# How many kittens do you think?



## Owenkennels (Apr 18, 2007)

This is Sprinkles...a stray that showed up on the farm several weeks ago. She has now been in the house for about 2 weeks. I of course have no idea when she will have the kittens. Wondering if by the pics you can tell me if its soon and how many you think there are. Thanks and enjoy the pretty gigantic i look like i swallowed a musk melon kitty...lol


----------



## Heidi n Q (Nov 22, 2006)

How many? A lot. 
When? Imminent.

I vote for 5 or 6 kittens before Sunday.


----------



## Owenkennels (Apr 18, 2007)

well no babies yet.....sheesh...if she doesn't have them by monday i will probably take her in....just seems like a long time. i can see the babies moving so i know they are ok still.


----------



## Heidi n Q (Nov 22, 2006)

Owenkennels said:


> well no babies yet......


Wow! I thought for sure she'd have had them by now....maybe she's cookin' up some mountain lion kittens in there! 8O


----------



## Owenkennels (Apr 18, 2007)

I hope not...lol I think I might have homes for 3 babies already so that is good. Now if she would just push them things out I would be a happy camper...lol


----------



## Stephie (Feb 4, 2005)

Aw she is a beautiful little thing and certainly looks pretty far along. Have you made her a nice comfy place to have the babies?
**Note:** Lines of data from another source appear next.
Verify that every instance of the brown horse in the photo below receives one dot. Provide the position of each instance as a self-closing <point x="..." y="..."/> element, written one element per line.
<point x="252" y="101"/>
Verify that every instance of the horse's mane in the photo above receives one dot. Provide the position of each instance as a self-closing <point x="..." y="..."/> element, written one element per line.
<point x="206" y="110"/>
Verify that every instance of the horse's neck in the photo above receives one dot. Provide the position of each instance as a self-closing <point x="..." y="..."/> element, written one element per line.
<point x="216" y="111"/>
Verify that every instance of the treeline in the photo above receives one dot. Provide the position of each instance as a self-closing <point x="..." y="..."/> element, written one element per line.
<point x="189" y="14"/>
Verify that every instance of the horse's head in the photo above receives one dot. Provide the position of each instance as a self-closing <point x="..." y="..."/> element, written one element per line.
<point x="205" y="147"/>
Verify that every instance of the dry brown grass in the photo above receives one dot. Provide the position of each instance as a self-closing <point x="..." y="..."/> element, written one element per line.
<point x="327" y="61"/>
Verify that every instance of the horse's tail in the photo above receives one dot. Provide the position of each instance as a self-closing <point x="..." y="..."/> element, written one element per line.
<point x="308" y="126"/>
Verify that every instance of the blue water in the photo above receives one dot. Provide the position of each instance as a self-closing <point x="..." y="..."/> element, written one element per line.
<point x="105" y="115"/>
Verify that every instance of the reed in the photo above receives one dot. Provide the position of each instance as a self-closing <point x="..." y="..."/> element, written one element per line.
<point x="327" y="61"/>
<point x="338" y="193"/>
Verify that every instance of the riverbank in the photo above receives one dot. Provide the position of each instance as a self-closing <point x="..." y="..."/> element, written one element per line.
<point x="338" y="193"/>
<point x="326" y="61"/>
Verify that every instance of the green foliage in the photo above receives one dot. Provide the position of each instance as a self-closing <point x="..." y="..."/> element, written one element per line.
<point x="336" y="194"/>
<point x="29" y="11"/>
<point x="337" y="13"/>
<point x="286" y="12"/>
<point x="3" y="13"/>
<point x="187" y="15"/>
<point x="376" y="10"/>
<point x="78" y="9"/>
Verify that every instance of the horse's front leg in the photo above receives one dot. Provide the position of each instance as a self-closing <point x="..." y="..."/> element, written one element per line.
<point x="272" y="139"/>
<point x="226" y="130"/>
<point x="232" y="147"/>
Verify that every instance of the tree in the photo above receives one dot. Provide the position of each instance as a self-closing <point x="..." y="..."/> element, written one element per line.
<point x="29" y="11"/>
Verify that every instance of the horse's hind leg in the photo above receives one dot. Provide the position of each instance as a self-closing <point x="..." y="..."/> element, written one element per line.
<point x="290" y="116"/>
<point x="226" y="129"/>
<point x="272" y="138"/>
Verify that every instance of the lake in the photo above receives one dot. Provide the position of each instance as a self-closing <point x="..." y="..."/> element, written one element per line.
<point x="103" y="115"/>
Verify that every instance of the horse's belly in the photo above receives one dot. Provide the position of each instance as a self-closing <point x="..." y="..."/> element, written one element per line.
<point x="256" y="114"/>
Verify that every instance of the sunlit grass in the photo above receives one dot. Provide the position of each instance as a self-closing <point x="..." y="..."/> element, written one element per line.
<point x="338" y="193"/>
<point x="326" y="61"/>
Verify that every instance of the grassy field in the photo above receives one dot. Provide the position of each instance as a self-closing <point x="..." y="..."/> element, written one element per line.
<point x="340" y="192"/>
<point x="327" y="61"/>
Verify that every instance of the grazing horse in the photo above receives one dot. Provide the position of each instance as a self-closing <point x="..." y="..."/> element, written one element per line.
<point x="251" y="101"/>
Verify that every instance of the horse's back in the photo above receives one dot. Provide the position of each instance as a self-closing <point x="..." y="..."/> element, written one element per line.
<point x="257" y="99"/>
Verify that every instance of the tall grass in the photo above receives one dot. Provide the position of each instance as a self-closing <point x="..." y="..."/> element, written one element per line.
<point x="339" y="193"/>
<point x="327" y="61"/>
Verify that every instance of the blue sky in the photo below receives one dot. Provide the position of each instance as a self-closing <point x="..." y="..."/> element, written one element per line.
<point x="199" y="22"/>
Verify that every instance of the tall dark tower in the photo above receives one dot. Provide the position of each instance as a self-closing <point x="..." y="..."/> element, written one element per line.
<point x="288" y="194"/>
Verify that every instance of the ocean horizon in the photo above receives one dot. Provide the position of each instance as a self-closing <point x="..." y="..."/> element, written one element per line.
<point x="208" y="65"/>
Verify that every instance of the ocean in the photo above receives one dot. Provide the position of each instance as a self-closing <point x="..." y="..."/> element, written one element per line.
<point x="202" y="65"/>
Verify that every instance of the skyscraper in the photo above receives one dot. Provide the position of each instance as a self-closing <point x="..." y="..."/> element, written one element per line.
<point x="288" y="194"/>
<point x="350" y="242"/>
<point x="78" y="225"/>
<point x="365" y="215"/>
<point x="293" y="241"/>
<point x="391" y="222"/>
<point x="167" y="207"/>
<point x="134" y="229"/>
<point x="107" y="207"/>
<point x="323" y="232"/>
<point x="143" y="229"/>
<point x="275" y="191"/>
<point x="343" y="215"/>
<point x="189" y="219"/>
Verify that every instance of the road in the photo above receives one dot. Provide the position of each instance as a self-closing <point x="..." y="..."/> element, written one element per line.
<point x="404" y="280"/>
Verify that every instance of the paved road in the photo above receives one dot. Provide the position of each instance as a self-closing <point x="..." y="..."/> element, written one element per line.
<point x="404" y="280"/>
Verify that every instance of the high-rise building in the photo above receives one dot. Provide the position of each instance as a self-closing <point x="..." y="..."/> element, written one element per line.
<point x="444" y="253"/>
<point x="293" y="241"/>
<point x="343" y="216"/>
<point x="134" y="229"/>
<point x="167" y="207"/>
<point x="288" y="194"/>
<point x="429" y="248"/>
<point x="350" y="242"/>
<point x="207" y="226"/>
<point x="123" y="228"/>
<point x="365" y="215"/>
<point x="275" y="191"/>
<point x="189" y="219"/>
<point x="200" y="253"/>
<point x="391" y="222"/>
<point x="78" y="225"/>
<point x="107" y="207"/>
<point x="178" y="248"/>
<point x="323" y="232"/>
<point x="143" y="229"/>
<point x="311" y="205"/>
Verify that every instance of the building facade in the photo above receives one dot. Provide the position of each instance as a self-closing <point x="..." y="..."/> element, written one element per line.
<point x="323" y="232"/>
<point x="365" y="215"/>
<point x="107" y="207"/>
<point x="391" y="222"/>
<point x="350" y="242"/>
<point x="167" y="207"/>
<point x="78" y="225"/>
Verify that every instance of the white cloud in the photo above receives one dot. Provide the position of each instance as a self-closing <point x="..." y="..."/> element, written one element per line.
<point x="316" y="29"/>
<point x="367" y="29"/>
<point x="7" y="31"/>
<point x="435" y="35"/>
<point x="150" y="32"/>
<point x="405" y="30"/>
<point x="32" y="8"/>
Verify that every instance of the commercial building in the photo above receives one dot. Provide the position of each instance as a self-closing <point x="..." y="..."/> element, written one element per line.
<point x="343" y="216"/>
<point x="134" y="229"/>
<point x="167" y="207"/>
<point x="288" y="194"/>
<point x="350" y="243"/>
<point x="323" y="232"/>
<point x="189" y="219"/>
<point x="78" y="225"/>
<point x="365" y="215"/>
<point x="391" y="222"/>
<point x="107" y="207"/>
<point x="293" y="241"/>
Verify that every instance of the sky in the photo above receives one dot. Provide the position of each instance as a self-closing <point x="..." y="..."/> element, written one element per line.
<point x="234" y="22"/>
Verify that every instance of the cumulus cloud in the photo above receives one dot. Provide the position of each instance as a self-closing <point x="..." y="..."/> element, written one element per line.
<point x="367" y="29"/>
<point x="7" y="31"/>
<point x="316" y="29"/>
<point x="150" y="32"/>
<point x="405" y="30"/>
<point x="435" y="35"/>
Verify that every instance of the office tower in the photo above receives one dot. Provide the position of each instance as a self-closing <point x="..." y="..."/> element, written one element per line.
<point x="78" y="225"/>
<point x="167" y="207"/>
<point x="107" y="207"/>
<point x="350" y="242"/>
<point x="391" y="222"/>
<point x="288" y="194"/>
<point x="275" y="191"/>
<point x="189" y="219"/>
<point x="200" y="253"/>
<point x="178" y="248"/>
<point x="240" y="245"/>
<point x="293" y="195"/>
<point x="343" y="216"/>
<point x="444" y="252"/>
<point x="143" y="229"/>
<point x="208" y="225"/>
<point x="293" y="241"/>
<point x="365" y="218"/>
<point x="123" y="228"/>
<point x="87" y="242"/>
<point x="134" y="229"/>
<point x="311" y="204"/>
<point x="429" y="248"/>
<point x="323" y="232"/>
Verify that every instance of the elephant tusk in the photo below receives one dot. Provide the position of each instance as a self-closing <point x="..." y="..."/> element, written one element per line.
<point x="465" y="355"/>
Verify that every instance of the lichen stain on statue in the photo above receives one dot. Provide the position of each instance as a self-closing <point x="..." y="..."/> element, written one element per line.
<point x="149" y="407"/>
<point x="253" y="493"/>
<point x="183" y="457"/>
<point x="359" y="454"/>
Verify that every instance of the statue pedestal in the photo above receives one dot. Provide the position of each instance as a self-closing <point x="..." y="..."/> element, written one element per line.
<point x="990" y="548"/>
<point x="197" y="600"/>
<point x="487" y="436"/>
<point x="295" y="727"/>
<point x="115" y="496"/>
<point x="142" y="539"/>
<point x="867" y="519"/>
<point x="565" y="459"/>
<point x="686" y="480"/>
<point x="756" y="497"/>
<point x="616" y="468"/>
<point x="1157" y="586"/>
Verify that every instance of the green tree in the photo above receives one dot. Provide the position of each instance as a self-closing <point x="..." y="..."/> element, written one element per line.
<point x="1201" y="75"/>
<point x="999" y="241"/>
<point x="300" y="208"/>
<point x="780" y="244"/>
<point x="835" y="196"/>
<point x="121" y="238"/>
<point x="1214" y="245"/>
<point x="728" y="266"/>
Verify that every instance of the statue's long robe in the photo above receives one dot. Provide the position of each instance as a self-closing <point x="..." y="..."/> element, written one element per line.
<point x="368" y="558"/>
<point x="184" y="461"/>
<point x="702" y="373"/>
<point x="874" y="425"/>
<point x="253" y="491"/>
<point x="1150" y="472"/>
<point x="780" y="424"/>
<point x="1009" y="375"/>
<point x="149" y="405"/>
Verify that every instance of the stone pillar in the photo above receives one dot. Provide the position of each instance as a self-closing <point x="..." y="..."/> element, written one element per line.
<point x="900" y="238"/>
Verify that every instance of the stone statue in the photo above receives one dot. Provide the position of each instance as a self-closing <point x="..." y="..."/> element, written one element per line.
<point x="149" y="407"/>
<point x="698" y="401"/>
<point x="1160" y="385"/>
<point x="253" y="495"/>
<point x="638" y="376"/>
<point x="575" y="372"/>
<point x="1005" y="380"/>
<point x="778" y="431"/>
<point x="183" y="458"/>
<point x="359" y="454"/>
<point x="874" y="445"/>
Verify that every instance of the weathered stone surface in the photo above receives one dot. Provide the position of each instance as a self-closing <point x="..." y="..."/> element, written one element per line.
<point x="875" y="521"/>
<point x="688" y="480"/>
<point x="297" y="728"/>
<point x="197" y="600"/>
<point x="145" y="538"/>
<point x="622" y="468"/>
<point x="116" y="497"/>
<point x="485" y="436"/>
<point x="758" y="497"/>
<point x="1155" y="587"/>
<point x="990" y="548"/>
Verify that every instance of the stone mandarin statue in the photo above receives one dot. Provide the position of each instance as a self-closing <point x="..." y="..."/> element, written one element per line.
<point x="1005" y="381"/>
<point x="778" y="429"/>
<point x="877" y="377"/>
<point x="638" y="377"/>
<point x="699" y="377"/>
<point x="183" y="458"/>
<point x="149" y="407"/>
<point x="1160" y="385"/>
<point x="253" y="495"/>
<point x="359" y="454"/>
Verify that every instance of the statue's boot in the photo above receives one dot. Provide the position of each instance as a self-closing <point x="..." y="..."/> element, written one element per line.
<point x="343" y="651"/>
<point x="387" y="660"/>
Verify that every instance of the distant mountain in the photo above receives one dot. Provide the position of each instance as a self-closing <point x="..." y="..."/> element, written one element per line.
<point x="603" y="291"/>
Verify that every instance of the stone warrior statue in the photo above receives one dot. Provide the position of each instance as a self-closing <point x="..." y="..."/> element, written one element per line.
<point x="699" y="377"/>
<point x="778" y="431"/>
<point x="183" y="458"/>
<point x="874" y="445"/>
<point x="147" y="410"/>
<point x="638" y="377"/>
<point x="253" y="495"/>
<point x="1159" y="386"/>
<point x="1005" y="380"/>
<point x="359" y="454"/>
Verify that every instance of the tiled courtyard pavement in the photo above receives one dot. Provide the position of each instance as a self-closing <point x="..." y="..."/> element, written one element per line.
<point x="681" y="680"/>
It's great that you have some homes lined up for them already and I am sure I am preaching uncessarily (sorry) but perhaps a little trip to the vets afterwards will be in order so she doesn't have to go through this again


----------



## Owenkennels (Apr 18, 2007)

she is a stray so this was not planned......and yes she will be spayed...either by my vet or by the vet of whoever adopts her when the kittens are weaned  I have a box in my closet and she sleeps in it alot.


----------



## Owenkennels (Apr 18, 2007)

Well after returning home from a mother's day celebration I came home late to find Sprinkles in her box in my closet with 5 new babies! I went to bed and woke up to one more.....so 6 new babies. 3 are pure white like her. Two are all white with black or gray spots on the backs of their heads and one is black or grey not sure. I will take pics today and post them later. Sprinkles became a mommy on mommies day!!!


----------



## Lisa 216 (Oct 25, 2004)

What a lovely Mother's Day gift  Yes, please post some pics! How are the mom and babies doing today?


----------